Pilotage : pH et EC, les deux indicateurs vitaux
Là où le jardinier en terre dispose d'un sol qui amortit ses erreurs, l'hydroponiste pilote en direct. Sans tampon, chaque dérive de la solution se répercute en quelques heures sur la plante. Deux paramètres concentrent toute la maîtrise du système : le pH, qui détermine si les nutriments sont assimilables, et l'EC, qui mesure leur quantité. Bien comprendre leur rôle, c'est la moitié du métier.

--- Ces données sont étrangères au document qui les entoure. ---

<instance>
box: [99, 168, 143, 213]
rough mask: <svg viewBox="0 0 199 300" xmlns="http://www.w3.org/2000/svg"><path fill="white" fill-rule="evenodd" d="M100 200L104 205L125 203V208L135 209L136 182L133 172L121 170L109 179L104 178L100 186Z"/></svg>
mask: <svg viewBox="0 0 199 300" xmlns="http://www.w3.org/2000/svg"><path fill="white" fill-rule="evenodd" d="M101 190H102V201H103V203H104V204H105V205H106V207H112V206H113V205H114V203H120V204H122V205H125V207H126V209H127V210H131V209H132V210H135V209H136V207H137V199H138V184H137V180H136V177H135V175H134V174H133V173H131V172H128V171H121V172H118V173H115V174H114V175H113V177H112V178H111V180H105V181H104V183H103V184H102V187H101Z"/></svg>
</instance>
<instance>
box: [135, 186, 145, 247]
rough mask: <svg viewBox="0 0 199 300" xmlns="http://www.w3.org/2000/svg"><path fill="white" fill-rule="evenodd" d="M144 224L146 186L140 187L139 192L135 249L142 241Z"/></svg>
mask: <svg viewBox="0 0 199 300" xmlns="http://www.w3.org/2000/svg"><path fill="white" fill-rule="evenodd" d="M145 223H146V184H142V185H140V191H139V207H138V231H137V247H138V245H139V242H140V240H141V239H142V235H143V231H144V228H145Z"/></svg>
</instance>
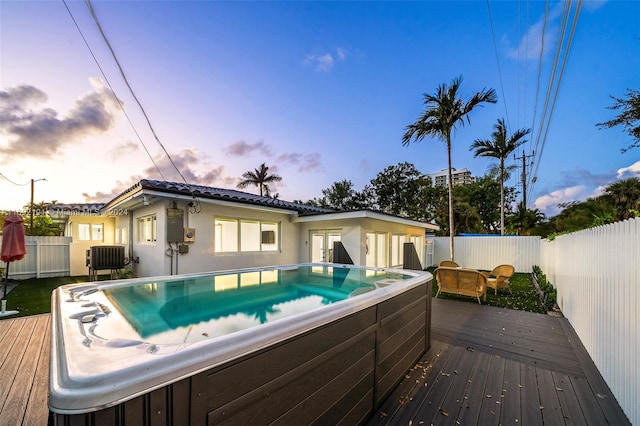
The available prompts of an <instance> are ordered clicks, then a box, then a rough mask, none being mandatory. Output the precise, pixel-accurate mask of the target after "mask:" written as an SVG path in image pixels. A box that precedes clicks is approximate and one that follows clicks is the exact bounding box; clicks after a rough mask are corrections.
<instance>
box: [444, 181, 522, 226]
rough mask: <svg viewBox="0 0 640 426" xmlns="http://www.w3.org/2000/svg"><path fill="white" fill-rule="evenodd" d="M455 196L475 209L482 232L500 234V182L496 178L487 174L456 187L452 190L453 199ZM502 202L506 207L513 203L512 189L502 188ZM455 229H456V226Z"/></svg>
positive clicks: (513, 194) (514, 199)
mask: <svg viewBox="0 0 640 426" xmlns="http://www.w3.org/2000/svg"><path fill="white" fill-rule="evenodd" d="M457 194H459V195H457ZM456 195H457V196H459V197H462V198H464V200H466V202H468V203H469V205H470V206H472V207H474V208H475V209H476V211H477V212H478V215H479V216H480V220H481V221H482V228H483V232H485V233H487V234H496V233H498V232H500V181H499V178H498V177H497V176H495V175H492V174H490V173H488V174H486V175H485V176H482V177H479V178H476V179H475V180H474V181H473V182H471V183H468V184H465V185H457V186H456V187H455V188H454V197H455V196H456ZM504 200H505V205H506V206H508V205H510V204H511V203H513V202H514V201H515V189H514V188H512V187H506V188H504ZM456 227H457V228H458V226H457V225H456ZM466 232H469V231H466Z"/></svg>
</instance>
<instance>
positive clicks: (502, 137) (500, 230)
mask: <svg viewBox="0 0 640 426" xmlns="http://www.w3.org/2000/svg"><path fill="white" fill-rule="evenodd" d="M493 129H494V130H493V133H492V134H491V139H476V140H475V141H473V143H472V144H471V147H470V148H469V149H470V150H473V149H474V150H475V153H474V155H473V156H474V157H492V158H497V159H498V160H499V161H500V235H504V181H505V176H506V173H507V168H506V167H505V165H504V162H505V160H506V159H507V157H509V154H511V153H512V152H513V151H515V150H516V148H518V147H519V146H520V145H522V144H523V143H525V142H526V141H527V140H526V139H523V138H524V137H525V136H526V135H528V134H529V133H530V132H531V130H530V129H520V130H518V131H517V132H515V133H514V134H512V135H511V136H509V135H508V133H507V126H506V124H504V119H502V118H499V119H498V124H496V125H494V126H493ZM525 207H526V206H525Z"/></svg>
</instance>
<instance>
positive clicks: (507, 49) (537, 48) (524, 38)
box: [507, 3, 562, 60]
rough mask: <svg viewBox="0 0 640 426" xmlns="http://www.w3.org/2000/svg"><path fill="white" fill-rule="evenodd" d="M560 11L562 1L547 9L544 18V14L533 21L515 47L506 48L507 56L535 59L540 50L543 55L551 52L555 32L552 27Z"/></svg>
mask: <svg viewBox="0 0 640 426" xmlns="http://www.w3.org/2000/svg"><path fill="white" fill-rule="evenodd" d="M561 12H562V3H559V4H558V5H557V6H556V7H555V8H553V9H552V10H550V11H549V14H548V16H547V17H546V18H545V17H544V15H543V16H541V17H540V19H539V20H538V21H537V22H535V23H533V24H532V25H531V26H530V27H529V29H528V30H527V32H526V33H525V35H523V36H522V38H521V39H520V41H519V42H518V46H517V47H510V48H508V49H507V56H509V57H510V58H513V59H521V60H522V59H537V58H539V57H540V52H541V51H542V53H543V55H547V54H548V53H549V52H551V51H552V49H553V47H554V44H555V36H556V33H557V31H556V29H555V27H554V20H555V19H556V18H558V17H559V16H560V15H561ZM543 34H544V36H543ZM543 41H544V43H543ZM543 49H544V51H543Z"/></svg>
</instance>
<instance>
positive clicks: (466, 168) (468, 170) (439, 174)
mask: <svg viewBox="0 0 640 426" xmlns="http://www.w3.org/2000/svg"><path fill="white" fill-rule="evenodd" d="M427 176H429V177H430V178H431V180H432V181H433V184H434V185H435V186H447V181H448V180H449V176H448V169H443V170H440V171H439V172H436V173H431V174H430V175H427ZM451 178H452V180H453V185H454V186H455V185H461V184H465V183H471V182H473V177H472V176H471V172H470V171H469V170H468V169H467V168H466V167H465V168H464V169H462V170H456V169H455V168H453V167H452V168H451Z"/></svg>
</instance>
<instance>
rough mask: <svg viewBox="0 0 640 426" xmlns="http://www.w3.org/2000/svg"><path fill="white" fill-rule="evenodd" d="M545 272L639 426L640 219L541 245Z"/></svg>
mask: <svg viewBox="0 0 640 426" xmlns="http://www.w3.org/2000/svg"><path fill="white" fill-rule="evenodd" d="M541 259H542V262H541V263H542V265H541V267H542V270H543V272H544V273H545V274H546V275H547V278H548V279H549V281H551V282H552V283H553V284H554V285H555V286H556V288H557V289H558V306H560V309H561V310H562V313H563V314H564V316H565V317H566V318H567V319H568V320H569V322H570V323H571V325H572V326H573V328H574V329H575V330H576V332H577V334H578V336H580V340H581V341H582V343H583V344H584V346H585V348H586V349H587V351H588V352H589V354H590V356H591V358H592V359H593V361H594V363H595V364H596V366H597V367H598V370H599V371H600V374H602V377H604V379H605V381H606V382H607V384H608V385H609V387H610V388H611V391H612V392H613V394H614V395H615V397H616V399H617V400H618V402H619V403H620V406H621V407H622V409H623V410H624V411H625V413H626V414H627V416H628V417H629V420H630V421H631V423H632V424H640V362H639V361H638V360H639V359H640V358H639V357H638V353H640V314H639V313H638V311H639V307H640V291H638V285H639V284H640V267H639V261H638V260H639V259H640V218H636V219H632V220H627V221H624V222H617V223H614V224H610V225H605V226H600V227H597V228H592V229H587V230H584V231H580V232H575V233H572V234H568V235H561V236H558V237H557V238H556V239H555V240H554V241H551V242H543V243H542V245H541Z"/></svg>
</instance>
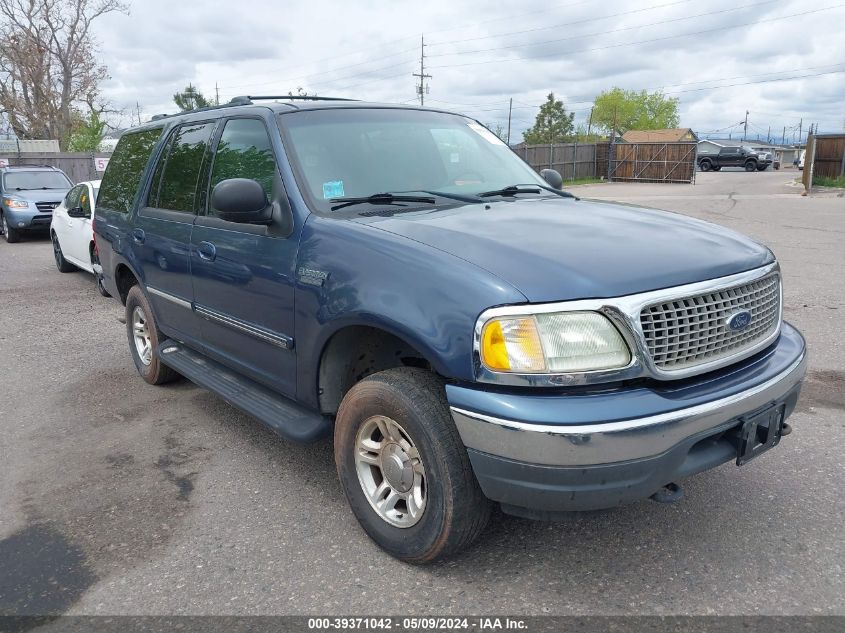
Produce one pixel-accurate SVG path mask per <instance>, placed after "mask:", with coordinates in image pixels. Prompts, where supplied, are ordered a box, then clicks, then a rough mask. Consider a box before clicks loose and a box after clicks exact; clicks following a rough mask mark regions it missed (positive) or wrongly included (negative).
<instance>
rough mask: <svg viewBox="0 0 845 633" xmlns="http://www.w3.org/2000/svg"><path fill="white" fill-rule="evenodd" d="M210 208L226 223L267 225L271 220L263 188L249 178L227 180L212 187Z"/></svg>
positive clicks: (214, 185)
mask: <svg viewBox="0 0 845 633" xmlns="http://www.w3.org/2000/svg"><path fill="white" fill-rule="evenodd" d="M211 207H212V209H213V210H214V214H215V215H216V216H217V217H219V218H220V219H221V220H226V221H227V222H240V223H242V224H269V223H270V221H271V220H272V218H273V207H272V206H271V205H270V203H269V202H268V200H267V194H265V193H264V187H262V186H261V185H260V184H258V182H257V181H255V180H250V179H249V178H229V179H228V180H222V181H220V182H218V183H217V184H216V185H214V189H212V191H211Z"/></svg>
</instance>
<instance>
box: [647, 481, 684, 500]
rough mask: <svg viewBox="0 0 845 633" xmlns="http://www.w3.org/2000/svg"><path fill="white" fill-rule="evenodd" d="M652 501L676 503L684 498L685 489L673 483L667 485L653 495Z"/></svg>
mask: <svg viewBox="0 0 845 633" xmlns="http://www.w3.org/2000/svg"><path fill="white" fill-rule="evenodd" d="M650 498H651V500H652V501H657V503H675V502H676V501H680V500H681V499H683V498H684V489H683V488H681V486H680V484H676V483H675V482H674V481H673V482H672V483H669V484H666V485H665V486H663V487H662V488H661V489H660V490H658V491H657V492H655V493H654V494H653V495H651V497H650Z"/></svg>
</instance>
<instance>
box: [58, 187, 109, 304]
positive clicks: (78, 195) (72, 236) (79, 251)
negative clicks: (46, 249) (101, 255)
mask: <svg viewBox="0 0 845 633" xmlns="http://www.w3.org/2000/svg"><path fill="white" fill-rule="evenodd" d="M99 188H100V181H99V180H91V181H88V182H81V183H79V184H78V185H74V186H73V187H72V188H71V190H70V191H68V192H67V194H66V195H65V197H64V199H63V200H62V201H61V203H60V204H59V206H57V207H56V208H55V210H54V211H53V220H52V222H51V223H50V239H51V240H52V242H53V256H54V257H55V258H56V268H58V269H59V271H60V272H63V273H69V272H73V271H74V270H76V269H78V268H81V269H82V270H86V271H88V272H89V273H93V274H94V275H96V277H97V289H98V290H99V291H100V294H102V295H103V296H105V297H108V296H109V294H108V292H107V291H106V289H105V287H104V286H103V276H102V268H100V259H99V257H98V255H97V245H96V242H95V241H94V230H93V222H94V213H95V211H96V200H97V191H98V190H99Z"/></svg>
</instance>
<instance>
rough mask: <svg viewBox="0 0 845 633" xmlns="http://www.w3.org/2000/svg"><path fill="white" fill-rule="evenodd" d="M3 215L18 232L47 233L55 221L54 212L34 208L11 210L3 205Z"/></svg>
mask: <svg viewBox="0 0 845 633" xmlns="http://www.w3.org/2000/svg"><path fill="white" fill-rule="evenodd" d="M3 214H4V215H5V216H6V222H8V223H9V227H10V228H13V229H17V230H18V231H34V230H41V231H47V230H49V229H50V223H51V222H52V221H53V213H52V211H39V210H38V209H37V208H35V207H34V206H30V207H29V208H28V209H10V208H7V207H6V206H5V205H3Z"/></svg>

Le pH : la clé de l'assimilation
Le pH mesure l'acidité de la solution sur une échelle de 0 à 14. En hydroponie pure, la zone de confort des plantes se situe entre 5,5 et 6,5, soit nettement plus acide qu'en pleine terre où l'on vise plutôt 6,5 à 7. Hors de cette plage, certains éléments deviennent invisibles à la plante même s'ils sont physiquement présents dans l'eau : le fer se bloque au-dessus de 6,5, le calcium et le magnésium au-dessous de 5,5. Une plante qui jaunit dans une solution pourtant correctement dosée souffre presque toujours d'un pH dérivé. La correction se fait par ajout progressif de pH down (acidifiant) ou pH up (basifiant), avec un contrôle quotidien au pH-mètre, vivement recommandé sur tout système actif.
L'EC : la jauge à carburant
L'EC (conductivité électrique) traduit la concentration en sels minéraux dissous, exprimée en milliSiemens par centimètre (mS/cm). C'est l'équivalent d'un compteur de carburant : trop bas, la plante est sous-alimentée, trop haut, elle subit un stress osmotique et brûle aux extrémités des feuilles. Les valeurs cibles varient selon le stade et l'espèce : 1,0 à 1,4 mS/cm pour des salades et herbes aromatiques, jusqu'à 2,0 à 2,5 mS/cm pour des tomates en pleine fructification. Une mesure tous les deux à trois jours, complétée par un changement complet de solution chaque semaine, suffit à maintenir l'équilibre. Tenir un journal de bord de ces relevés est la meilleure école pour devenir un hydroponiste précis.